Individual programs within a university can also pursue accreditation from programmatic accreditation agencies. In the health sciences, the Council on Education for Public Health and the National Environmental Health Science & Protection Accreditation Council grant programmatic accreditation. Learn more about the accreditation process and the benefits of accreditation.
Health Sciences Professional Organizations
Professional organizations help health sciences students transition from undergraduate studies into the workforce. Many offer national or local events where students can connect with professionals like healthcare administrators or public health educators. The following health sciences professional organizations all provide development resources and career support for students and early career professionals.

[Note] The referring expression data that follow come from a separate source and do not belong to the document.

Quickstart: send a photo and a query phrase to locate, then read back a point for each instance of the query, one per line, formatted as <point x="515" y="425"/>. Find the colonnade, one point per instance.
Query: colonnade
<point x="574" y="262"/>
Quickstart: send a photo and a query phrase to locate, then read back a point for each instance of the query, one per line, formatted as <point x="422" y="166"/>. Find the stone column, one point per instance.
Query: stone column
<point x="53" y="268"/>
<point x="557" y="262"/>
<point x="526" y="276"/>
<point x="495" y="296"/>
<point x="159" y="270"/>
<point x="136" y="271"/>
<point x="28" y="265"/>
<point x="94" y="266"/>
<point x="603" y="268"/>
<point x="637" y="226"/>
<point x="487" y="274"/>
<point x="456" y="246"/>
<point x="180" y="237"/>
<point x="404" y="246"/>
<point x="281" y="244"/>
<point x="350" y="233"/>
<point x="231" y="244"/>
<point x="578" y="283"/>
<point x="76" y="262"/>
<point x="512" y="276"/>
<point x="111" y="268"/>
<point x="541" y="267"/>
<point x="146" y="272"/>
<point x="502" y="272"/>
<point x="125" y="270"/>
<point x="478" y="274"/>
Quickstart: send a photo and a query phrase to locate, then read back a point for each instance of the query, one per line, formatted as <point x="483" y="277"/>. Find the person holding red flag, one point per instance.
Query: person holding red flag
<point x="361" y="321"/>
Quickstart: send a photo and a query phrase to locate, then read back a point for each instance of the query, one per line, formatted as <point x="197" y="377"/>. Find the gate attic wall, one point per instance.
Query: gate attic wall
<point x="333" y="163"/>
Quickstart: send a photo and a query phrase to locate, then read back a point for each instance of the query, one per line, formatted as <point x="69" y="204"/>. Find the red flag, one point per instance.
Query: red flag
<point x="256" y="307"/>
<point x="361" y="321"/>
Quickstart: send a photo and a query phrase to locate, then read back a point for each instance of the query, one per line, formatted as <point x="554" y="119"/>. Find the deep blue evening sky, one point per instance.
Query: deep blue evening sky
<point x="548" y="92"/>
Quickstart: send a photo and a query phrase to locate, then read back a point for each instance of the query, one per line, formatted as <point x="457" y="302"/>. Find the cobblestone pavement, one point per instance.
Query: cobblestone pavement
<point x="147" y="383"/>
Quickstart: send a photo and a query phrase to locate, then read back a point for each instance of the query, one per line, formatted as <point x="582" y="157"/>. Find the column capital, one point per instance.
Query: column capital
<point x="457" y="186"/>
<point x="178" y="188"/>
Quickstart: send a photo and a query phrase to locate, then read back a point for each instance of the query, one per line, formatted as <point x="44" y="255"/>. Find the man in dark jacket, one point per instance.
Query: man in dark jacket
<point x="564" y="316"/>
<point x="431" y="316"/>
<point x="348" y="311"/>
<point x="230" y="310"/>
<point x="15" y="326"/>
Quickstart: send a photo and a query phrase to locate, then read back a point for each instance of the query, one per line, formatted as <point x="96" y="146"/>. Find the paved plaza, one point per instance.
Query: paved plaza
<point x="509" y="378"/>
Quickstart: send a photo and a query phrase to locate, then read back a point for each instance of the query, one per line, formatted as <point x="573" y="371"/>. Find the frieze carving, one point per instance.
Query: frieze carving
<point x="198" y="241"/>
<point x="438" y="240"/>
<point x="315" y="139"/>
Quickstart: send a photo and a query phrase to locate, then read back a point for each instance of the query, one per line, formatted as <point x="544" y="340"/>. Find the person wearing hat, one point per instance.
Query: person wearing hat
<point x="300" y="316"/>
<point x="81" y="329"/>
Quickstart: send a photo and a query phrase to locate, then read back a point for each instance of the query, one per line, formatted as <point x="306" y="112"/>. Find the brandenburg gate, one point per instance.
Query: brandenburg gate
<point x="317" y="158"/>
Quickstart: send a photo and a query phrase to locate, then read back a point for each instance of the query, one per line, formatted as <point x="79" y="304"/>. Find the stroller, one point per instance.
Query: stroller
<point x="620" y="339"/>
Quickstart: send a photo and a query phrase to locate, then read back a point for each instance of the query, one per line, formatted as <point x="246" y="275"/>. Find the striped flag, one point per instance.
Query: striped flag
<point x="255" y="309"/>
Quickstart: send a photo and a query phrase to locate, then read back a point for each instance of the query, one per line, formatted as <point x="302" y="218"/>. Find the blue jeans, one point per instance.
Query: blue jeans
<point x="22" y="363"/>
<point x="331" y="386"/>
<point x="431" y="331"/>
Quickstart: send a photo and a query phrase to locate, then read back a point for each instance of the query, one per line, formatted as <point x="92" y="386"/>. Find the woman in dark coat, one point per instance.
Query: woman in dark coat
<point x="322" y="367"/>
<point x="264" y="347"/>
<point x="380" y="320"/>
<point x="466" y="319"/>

Frequently Asked Questions
Health science explores human health and disease from multiple angles. The field encomasses patient-facing roles, research technicians, and healthcare administration.
A health science degree prepares graduates for roles like health educator, healthcare administrator, and medical laboratory technician. The degree also provides a foundation for further study through graduate programs.
A bachelor of health science degree combines technical and administrative coursework to train students in providing patient care and managing healthcare organizations.
Earning a health science degree typically takes four years for full-time students. Transfer students with an associate degree can often complete a bachelor of health science in two years.
Bachelor's in health science job options include healthcare administrator, surgical technician, physical therapy assistant, and respiratory therapist. Health science graduates can also work as healthcare administrators and managers.